Acté connaissait l'intérieur du palais pour l'avoir parcouru avec Lucius; son vêtement et son voile blanc lui donnaient l'apparence d'une des jeunes compagnes de Sabina; nul ne fit donc attention à elle, et tandis que l'empereur et l'impératrice passaient dans le triclinium pour y faire la coena, elle se glissa dans la chambre nuptiale, où le lit avait été reporté, et se cacha derrière un de ses rideaux.

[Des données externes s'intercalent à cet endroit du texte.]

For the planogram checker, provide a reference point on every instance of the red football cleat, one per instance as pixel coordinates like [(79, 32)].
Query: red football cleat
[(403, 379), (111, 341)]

Elle resta là deux heures, immobile, muette, sans que son souffle fit vaciller l'étoffe flottante qui pendait devant elle; pourquoi était-elle venue, elle n'en savait rien; mais pendant ces deux heures, sa main ne quitta pas le manche de son poignard. Enfin, elle entendit un léger bruit, des pas de femmes s'approchaient dans le corridor, la porte s'ouvrit, et Sabina, conduite par une matrone romaine, d'une des premières et des plus anciennes familles, nommée Calvia Crispinella, et qui lui servait de mère, comme Tigellin lui avait servi de père, entra dans la chambre, avec son vêtement de noces, excepté la ceinture de laine, que Néron avait rompue pendant le repas pour que Calvia pût ôter la toilette de la mariée; elle commença par dénouer les fausses nattes tressées sur le haut de sa tête en forme de tour, et ses cheveux retombèrent sur ses épaules; puis elle lui ôta le flammeum; enfin, elle détacha la robe, de sorte que la jeune fille resta avec une simple tunique, et, chose étrange, à mesure que ces différents ornements étaient enlevés, une métamorphose inouïe semblait s'opérer aux regards d'Acté: Sabina disparaissait pour faire place à Sporus, tel qu'Acté l'avait vu descendre du navire et marcher auprès de Lucius, avec sa tunique flottante, ses bras nus, ses longs cheveux. Était-ce un rêve, une réalité? Le frère et la sœur ne faisaient-ils qu'un? Acté devenait-elle insensée? Les fonctions de Calvia étaient achevées, elle s'inclina devant son étrange impératrice. L'être androgyne, quel qu'il fût, la remercia, et la jeune Grecque reconnut la voix de Sporus aussi bien que celle de Sabina; enfin Calvia sortit. La nouvelle mariée resta seule, regarda de tous les côtés, et croyant n'être vue ni entendue de personne, elle laissa tomber ses mains avec abattement et poussa un soupir, tandis que deux larmes coulaient de ses yeux; puis, avec un sentiment de dégoût profond, elle s'approcha du lit; mais au moment où elle mettait le pied sur la première marche, elle recula épouvantée en jetant un grand cri: elle avait aperçu, encadrée dans les rideaux de pourpre, la figure pâle de la jeune Corinthienne, qui, se voyant découverte, et sentant que sa rivale allait lui échapper, bondit jusqu'à elle comme une tigresse; mais l'être qu'elle poursuivait était trop faible pour fuir ou pour se défendre; il tomba à genoux, étendant les bras vers elle, et tremblant sous la lame du poignard qui brillait dans sa main; puis un rayon d'espoir passa tout à coup dans ses yeux:

—Est-ce toi Acté? est-ce toi? lui dit-il.